Iraq! What About Iraqi Women?, an essay by Bhaskar Dasgupta, tells that Iraqi women were winning rights as early as the 1920s and 30s, which improved their status. By the time of the overthrow of Hussein, they had formal equality under law, including not only the right to vote and freedom from wearing of veils, but the right to work with equal pay, paid maternity leave, higher education, extensive medical coverage, and eligibility for political office or voluntary military service, among other rights.

According to Dasgupta, these rights made Iraq a leader in equality of the sexes in the Middle East for the better part of last century, although a number of studies reveal horrific abuses of both women and men, under Hussein’s regime, and Hussein enabled laws allowing men to kill their wives in certain situations (see Wikipedia article Honor killing for background on the practice).

The first Gulf War in 1991, and ensuing sanctions, made economic conditions in Iraq difficult, and literacy and employment rates of women began falling.

Now the majority party in the only internationally recognised parliament of Iraq wants to reaffirm the interim Iraqi Governing Council’s repeal of the Personal Status Law, and its replacement with laws based on sharia, a doctrine which in some countries sees women stoned to death as punishment for engaging in extra-marital love affairs.

The Organization of Women’s Freedom in Iraq in its latest newsletter, Equal Rights Now, alleges widespread violence against women since the U.S.-led invasion. The violence has been facilitated by the general lack of order, and includes documented cases coming from U.S. troops, as well as locals.

“Violence against Iraqi women in general and in the city of Mosul in particular continues. Groups of political Islamists, in collaboration with remnants of the Ba’ath Party, have launched a campaign of terror and killing against women for no reason other than that we are women,” reads one report.

The report continues to detail killings of women attributed to Islamist gangs, who “have sanctioned the raping of ‘quislings‘ and ‘infidels‘ because they claim those women’s souls, property and bodies are fair game for all so-called freedom fighters”.

Many other such reports exist, despite a strong taboo against discussion of sexual abuse, which could be expected to result in significant under-reporting of these cases. However, many of the allegations have not had the degree of media coverage that the notorious abuse cases of Abu Ghraib Prison of 2003-04 received.

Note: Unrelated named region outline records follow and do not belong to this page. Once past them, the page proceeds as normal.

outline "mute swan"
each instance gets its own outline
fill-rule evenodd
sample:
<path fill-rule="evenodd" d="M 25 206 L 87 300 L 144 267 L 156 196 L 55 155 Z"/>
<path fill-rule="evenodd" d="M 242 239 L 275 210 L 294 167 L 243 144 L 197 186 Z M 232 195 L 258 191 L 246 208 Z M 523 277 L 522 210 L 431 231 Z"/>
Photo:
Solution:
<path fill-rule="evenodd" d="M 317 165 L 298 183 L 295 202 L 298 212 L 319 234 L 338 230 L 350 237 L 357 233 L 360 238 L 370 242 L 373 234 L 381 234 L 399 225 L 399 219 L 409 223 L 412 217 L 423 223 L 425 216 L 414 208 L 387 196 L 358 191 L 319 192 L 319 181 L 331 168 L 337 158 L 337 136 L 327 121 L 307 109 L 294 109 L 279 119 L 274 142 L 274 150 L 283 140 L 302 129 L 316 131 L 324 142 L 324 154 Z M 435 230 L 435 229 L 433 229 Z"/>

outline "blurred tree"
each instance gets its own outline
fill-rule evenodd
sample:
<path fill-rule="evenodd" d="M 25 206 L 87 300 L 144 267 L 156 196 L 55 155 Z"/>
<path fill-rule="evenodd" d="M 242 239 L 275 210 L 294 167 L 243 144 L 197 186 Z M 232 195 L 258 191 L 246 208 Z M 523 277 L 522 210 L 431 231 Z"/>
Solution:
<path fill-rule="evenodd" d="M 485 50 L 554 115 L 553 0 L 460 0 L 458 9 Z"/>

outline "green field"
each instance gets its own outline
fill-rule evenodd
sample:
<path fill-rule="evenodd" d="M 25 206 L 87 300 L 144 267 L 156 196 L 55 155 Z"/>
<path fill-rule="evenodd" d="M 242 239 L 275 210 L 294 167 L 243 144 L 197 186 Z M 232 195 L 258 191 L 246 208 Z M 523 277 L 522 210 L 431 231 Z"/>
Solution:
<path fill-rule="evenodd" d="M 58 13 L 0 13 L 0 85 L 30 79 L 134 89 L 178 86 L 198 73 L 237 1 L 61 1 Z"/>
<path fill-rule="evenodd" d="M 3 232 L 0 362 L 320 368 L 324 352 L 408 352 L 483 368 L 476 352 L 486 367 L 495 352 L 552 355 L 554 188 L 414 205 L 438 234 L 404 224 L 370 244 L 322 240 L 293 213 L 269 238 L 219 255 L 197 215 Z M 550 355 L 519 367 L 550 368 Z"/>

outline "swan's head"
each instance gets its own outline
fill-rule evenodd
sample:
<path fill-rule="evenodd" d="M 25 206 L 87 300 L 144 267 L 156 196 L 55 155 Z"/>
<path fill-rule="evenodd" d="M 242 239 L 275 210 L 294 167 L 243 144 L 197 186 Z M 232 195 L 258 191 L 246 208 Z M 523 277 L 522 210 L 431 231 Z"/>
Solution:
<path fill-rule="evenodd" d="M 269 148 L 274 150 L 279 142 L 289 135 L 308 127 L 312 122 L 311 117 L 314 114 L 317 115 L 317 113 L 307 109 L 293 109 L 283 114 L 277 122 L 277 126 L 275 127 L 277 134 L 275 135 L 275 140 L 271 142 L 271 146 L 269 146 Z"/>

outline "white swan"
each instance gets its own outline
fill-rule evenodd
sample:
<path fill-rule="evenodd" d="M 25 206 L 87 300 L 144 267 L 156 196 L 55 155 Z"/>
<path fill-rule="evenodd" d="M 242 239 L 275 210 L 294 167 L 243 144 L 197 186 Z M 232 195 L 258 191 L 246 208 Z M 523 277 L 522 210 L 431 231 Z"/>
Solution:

According to Dr Udaedey, many of the women legislators are in fact puppets. “It’s true that many of them — maybe a third — have just been put there by the men. They are not aware and don’t come to meetings, so they don’t know what’s going on,” she told The Times. “About 10 per cent of them are learning, but the others don’t really care.”

However, Dr. Udaedey plans to remained focused on protecting the role of Iraqi women as shar’ia law seems destined to become a guiding influence on Iraq’s new constitution. According to her interview in the Christian Science Monitor, “She plans to encourage women to wear the hijab and focus on nurturing their families. At the same time, she says, she will fight for salary equity, paid maternity leave, and reduced work hours for pregnant women.”

Elected Prime Minister Ibrahim Jaafari, in an interview with Der Spiegel, also asserts that women will not be forgotten in the new Iraq. He says that sharia law will remain “only as one of several sources of jurisprudence” and that women will “Never [be required to wear veils in the new Iraq]. They will be free to choose for themselves.”